The two-hour meeting, hosted by the head of the U.N. peacekeeping mission on the island, was the first for President-elect Nikos Christodoulides following his election victory earlier this month. The fact that it took place even before Christodoulides — a former foreign minister — formally assumes office on March 1 aimed to underscore a campaign pledge to keep a peace deal as an overriding priority.
But the meeting itself is no harbinger of a breakthrough anytime soon, because seemingly insurmountable obstacles still stand in the way of a peace deal. Chief among those obstacles is an about-face by Turkey and the minority Turkish Cypriots regarding the agreed-upon shape of a deal after the most recent failed push for peace at a Swiss resort in the summer of 2017.
The island’s division came about in 1974 when Turkey invaded in the wake of a coup aimed at union with Greece. Only Turkey recognizes a Turkish Cypriot declaration of independence in the island’s northern third and it maintains more than 35,000 troops there. Cyprus joined the European Union in 2004, but only the Greek Cypriot south enjoys full membership benefits.
There had been a long-held understanding that any deal would reunify Cyprus as a federation composed of a Turkish-speaking zone in the north and a Greek speaking zone in the south. But Turkey and the Turkish Cypriots are now seeking a two-state deal that recognizes separate Turkish Cypriot sovereignty, something that Greek Cypriots reject out of hand and which has also been rejected by the European Union, the United Nations, the U.S. and other countries.
Turkish Cypriot leader Ersin Tatar has said that he’s open to dialogue, but warned there’s “no flexibility or retreat” from the two-state proposal as well as a permanent Turkish troop presence on the island and military intervention rights for Ankara — all non-starters for the Greek Cypriot side.
“You can never impose on us a settlement saying that ‘this is what the EU says,’ burying your head in the sand,” Tatar said. “Our red line is our sovereignty.”
Emerging from Thursday’s meeting, Tatar repeated there can be no formal return to the negotiating table without the recognition of Turkish Cypriot sovereignty. He also raised the possibility of the two sides working together on dealing with potential earthquakes on the island. Christodoulides said that could be done through established “technical committees” formed to foster cooperation on a wide range of fields, such as restoration of cultural monuments on either side.

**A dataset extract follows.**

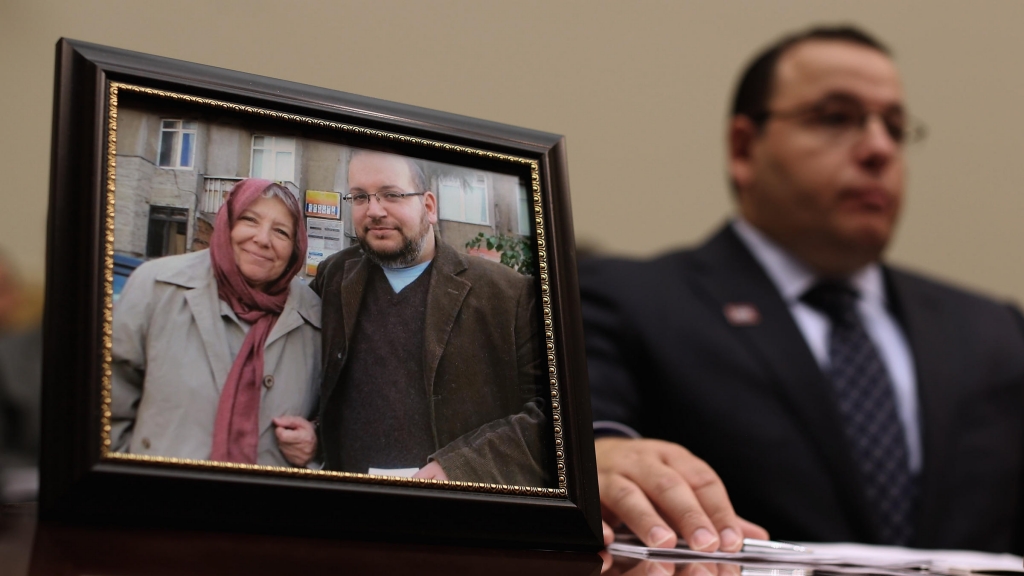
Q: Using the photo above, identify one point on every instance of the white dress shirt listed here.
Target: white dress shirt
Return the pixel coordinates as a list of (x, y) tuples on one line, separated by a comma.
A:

Christodoulides told The Associated Press prior to the meeting that he’s “fully aware” of the obstacles, “but that doesn’t mean that we mustn’t do everything possible to break the current deadlock.”

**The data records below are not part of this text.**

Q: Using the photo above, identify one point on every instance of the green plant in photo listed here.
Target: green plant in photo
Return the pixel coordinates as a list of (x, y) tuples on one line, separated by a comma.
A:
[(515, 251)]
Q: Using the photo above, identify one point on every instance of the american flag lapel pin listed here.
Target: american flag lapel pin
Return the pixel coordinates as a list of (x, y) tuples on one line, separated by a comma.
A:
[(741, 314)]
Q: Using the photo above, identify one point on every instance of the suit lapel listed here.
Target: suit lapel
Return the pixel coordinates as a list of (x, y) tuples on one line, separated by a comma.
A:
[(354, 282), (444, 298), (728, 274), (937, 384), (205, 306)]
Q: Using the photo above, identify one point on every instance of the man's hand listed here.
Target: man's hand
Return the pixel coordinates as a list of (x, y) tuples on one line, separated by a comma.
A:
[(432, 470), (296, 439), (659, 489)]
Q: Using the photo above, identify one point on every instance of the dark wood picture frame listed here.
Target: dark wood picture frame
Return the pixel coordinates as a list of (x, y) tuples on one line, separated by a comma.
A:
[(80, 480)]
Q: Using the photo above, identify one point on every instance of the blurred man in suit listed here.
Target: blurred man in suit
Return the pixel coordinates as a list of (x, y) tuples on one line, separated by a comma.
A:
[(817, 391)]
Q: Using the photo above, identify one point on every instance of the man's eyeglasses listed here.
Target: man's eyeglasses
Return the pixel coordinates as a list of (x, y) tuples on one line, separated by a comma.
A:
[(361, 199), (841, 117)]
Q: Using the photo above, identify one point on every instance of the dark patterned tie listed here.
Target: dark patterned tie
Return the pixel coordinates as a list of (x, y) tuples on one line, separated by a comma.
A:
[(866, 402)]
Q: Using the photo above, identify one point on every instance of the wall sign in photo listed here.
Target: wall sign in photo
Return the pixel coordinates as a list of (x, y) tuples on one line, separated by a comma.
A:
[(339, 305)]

The president-elect said key to any peace deal would be the EU’s active involvement in U.N.-led talks through the appointment by EU leaders of a “strong political personality.”

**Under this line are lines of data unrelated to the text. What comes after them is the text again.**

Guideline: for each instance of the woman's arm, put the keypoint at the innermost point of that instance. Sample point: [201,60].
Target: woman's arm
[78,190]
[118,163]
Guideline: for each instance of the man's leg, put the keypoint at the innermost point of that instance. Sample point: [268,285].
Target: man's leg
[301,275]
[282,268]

He said Turkey could be made more amenable to a deal if things that it has long sought from the EU — including upgrading its customs union with the bloc, visa-free travel for its citizens and unfreezing its EU membership bid — can be put on the negotiating table.
Christodoulides said after the meeting that he “didn’t hear anything that he wasn’t expecting” from Tatar, but that he had proposed to the Turkish Cypriot leader to meet again socially with their wives.
A potential deal could expedite the development of sizable natural gas deposits off Cyprus’ southern shores amid Europe’s energy crunch and remove a major thorn in the rocky relationship between NATO allies Greece and Turkey.
“The EU has all the tools that could create a beneficial state of affairs in which all sides will have nothing but to gain from a Cyprus settlement,” Christodoulides said.